Virtual Reality is poised to change that.
Vincent Edwards: Adam and I quickly established a shorthand for iterating story — “more of a Fincher beat”, “Hal 9000 meets Princess Leia hologram” and “totally Gibson” are among many phrases we slung around in search of the right tone. We’re kinda from the same school of filmgeek, so it was an easy collaboration.
What was it like incorporating traditional VFX into a VR piece?
Adam Cosco: I was lucky to be working with some of the only experts in this emerging field. The ability to manipulate CG elements to conform to an equirectangular image is a rare skill set.
Invar was great about setting up a workflow between Digicore in India and me in Los Angeles. Digicore did the majority of the effects. Riley Franklin and a new studio called Warm and Fuzzy worked on some of the most complex shots.
Vincent Edwards: I’d say it was like crawling naked over a parking lot filled with barbed wire and broken glass. All the complexities of laying in the AR elements over camera moves were compounded exponentially by doing it in 360. But the team at Digicore in Pune did a great job executing our ambitious and meticulous notes, and Adam was unwavering in pursuit of the vision you see in the film.

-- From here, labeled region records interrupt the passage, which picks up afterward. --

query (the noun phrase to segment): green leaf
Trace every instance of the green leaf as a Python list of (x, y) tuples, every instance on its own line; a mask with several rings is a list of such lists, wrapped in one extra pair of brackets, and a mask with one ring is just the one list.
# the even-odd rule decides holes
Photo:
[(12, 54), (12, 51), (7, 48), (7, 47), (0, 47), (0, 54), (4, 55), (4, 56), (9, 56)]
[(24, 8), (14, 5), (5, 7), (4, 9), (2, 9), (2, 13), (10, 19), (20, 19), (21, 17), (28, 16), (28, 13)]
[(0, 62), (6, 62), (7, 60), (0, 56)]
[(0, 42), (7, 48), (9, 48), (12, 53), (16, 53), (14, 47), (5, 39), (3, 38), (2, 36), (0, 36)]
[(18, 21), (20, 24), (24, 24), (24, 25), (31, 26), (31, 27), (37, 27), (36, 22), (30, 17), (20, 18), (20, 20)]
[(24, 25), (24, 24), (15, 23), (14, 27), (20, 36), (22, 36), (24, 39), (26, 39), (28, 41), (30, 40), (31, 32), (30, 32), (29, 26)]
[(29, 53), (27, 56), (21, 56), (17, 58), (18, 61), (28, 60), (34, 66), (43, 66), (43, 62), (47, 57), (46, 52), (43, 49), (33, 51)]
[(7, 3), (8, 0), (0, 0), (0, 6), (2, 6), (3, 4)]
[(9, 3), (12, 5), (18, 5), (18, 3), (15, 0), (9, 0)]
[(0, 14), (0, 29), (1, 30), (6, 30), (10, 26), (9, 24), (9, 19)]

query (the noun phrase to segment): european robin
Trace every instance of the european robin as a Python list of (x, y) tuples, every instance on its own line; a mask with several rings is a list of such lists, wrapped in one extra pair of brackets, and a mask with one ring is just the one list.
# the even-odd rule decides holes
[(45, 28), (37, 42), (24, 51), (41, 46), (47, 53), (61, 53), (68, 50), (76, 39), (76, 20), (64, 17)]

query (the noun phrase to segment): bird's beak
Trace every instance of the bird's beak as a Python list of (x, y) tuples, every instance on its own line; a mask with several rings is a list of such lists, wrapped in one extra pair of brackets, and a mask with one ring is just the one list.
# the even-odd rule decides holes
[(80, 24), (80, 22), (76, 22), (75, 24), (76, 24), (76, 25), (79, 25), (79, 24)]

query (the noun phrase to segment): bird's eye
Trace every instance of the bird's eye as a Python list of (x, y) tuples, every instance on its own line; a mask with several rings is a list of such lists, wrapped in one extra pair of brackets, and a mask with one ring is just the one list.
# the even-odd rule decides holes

We did some post-production sound work as well that really took the film to the next level. Because of the immersive nature of the project we used 3D spatial audio design and worked with Mixed Immersion in London and their team of feature film experts to really enhance the viewers experience of being in the movie. They are truly pioneers, and great collaborative creative partners.
Any last words on the future of VR and episodic VR content?
Vincent Edwards: Adoption will be the next frontier in the future of episodic VR content. We’ll need to craft film narratives that can be accessed via traditional media as well as immersive ones. By creating content that is easy to like in familiar ways, while simulataneously providing the immersive variants that will allow fans to get “deeper into the movie” we can encourage adoption of the new medium. This will include a variety of levels of immersion — from 360 video to more interactive executions of a franchise that allow for navigation and agency as well.
Adam Cosco: I want to encourage people, and definitely up-and-coming immersive filmmakers, not to be beholden to one way of doing this. VR and 360 video benefit from experimentation, and to me, the only rule is “don’t make boring stuff.” Being rigid and inflexible about the rules of making 360 content is a death sentence. “No one knows anything” has always been a favorite quote in Hollywood, but it has never been truer than when applied to this new medium. I don’t know anything either, but I think we made something that leaves an impression.